Signal Processing

Code Tracking

The closed-loop process that maintains sub-chip alignment between the receiver's local spreading code and the incoming signal after initial acquisition. The delay-locked loop (DLL) with early, prompt, and late correlators is the standard architecture, achieving tracking precision of 0.01 chips or better. Code tracking accuracy directly determines ranging precision in GPS (1 chip = 293 m) and code-division multiple access performance in CDMA.
Category: Signal Processing
Architecture: Delay-Locked Loop (DLL)
Precision: <0.01 chips typical

Understanding Code Tracking

After acquisition brings the code alignment within one chip, the tracking loop takes over to maintain and refine this alignment continuously. The DLL generates three time-shifted copies of the local code: Early (advanced), Prompt (on-time), and Late (delayed). The Prompt correlator output is the despreaded signal used for data demodulation. The Early and Late correlators sample the autocorrelation function on either side of the peak.

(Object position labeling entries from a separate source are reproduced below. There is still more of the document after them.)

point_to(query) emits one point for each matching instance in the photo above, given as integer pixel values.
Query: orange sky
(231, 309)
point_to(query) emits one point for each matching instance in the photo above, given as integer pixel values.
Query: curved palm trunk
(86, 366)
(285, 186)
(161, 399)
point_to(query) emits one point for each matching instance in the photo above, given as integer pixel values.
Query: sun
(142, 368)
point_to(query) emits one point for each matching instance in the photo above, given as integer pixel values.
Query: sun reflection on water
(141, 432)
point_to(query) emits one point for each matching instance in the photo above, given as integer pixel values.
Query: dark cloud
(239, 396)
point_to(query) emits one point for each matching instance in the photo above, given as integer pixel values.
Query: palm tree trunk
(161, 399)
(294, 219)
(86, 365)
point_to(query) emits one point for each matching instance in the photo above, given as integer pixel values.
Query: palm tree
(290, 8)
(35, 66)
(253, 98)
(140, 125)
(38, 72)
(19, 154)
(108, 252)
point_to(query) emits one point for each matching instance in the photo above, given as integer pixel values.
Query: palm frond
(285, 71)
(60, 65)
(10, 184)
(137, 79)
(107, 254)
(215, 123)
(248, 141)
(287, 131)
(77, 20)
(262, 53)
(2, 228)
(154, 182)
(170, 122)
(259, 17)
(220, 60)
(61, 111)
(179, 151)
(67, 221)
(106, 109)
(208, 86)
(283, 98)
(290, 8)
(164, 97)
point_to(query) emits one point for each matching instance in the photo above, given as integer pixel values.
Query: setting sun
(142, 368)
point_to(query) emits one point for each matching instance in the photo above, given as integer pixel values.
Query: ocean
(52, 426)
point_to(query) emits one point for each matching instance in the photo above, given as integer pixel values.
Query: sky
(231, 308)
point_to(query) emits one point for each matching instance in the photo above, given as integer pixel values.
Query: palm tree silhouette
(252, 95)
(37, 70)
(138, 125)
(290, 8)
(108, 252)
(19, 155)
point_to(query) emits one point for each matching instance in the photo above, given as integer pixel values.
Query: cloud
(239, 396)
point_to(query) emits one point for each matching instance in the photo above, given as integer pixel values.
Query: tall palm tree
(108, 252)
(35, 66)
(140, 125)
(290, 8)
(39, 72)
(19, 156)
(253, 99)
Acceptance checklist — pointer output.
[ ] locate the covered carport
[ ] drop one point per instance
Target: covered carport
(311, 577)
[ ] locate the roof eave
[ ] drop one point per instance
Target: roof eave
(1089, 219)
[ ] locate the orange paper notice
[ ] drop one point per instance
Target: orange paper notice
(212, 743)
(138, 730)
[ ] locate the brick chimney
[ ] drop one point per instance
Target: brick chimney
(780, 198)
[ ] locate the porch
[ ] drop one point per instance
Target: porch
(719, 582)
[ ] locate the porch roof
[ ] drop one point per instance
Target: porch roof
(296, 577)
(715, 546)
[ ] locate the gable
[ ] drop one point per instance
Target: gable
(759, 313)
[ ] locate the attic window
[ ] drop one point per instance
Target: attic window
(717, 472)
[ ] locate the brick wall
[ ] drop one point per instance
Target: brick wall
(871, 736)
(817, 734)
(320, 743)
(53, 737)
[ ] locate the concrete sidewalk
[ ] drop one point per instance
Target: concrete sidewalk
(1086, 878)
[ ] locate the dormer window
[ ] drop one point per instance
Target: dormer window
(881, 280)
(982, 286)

When the code alignment drifts, one side sees a larger correlation than the other. The difference (Early−Late) generates an error signal that drives the loop filter and code NCO to correct the alignment. The discriminator characteristic (S-curve) determines the loop's pull-in range and sensitivity.

DLL Tracking Equations
Early-Late Discriminator:
e = |R(τ−d/2)|² − |R(τ+d/2)|²
where R(τ) = autocorrelation, d = correlator spacing

Thermal noise tracking jitter:
στ ≈ √(BL × d / (2 × C/N0)) chips

GPS example (C/A, C/N0=45 dBHz, BL=1 Hz, d=1 chip):
στ = 0.004 chips = 3.9 ns = 1.2 m ranging error

Rule of thumb:
Halving BL halves jitter. Halving d halves multipath error.

Narrow correlator (d=0.1 chip) reduces multipath error from 150 m to ~15 m.

DLL Discriminator Comparison

DiscriminatorCorrelator SpacingMultipath RejectionNoise Performance
Standard E-L1 chipPoorGood
Narrow E-L0.1 chipGoodSlightly worse
Double-Delta0.1 + 0.5 chipVery goodModerate
MEDLLMultipleExcellentHigh complexity
Common Questions

Frequently Asked Questions

How does the early-late DLL work?

Three code replicas: Early, Prompt, Late. Error = |Early|²−|Late|². Positive when early, negative when late. Loop filter drives NCO to zero the error. At lock, Prompt output is maximum. Narrower spacing improves multipath rejection but reduces pull-in range.

What determines tracking accuracy?

Jitter ≈ √(BL×d/(2×C/N0)). GPS C/A at 45 dBHz, BL=1 Hz, d=1: σ=1.2 m. Reducing BL to 0.25 Hz halves jitter to 0.6 m. Multipath, not noise, is typically the dominant error in practice.

How does multipath affect tracking?

Reflected signals distort the autocorrelation, biasing the discriminator. Standard 1-chip spacing: up to 150 m error. Narrow correlator (0.1 chip): ~15 m. Double-delta and MEDLL techniques achieve <2 m in typical environments.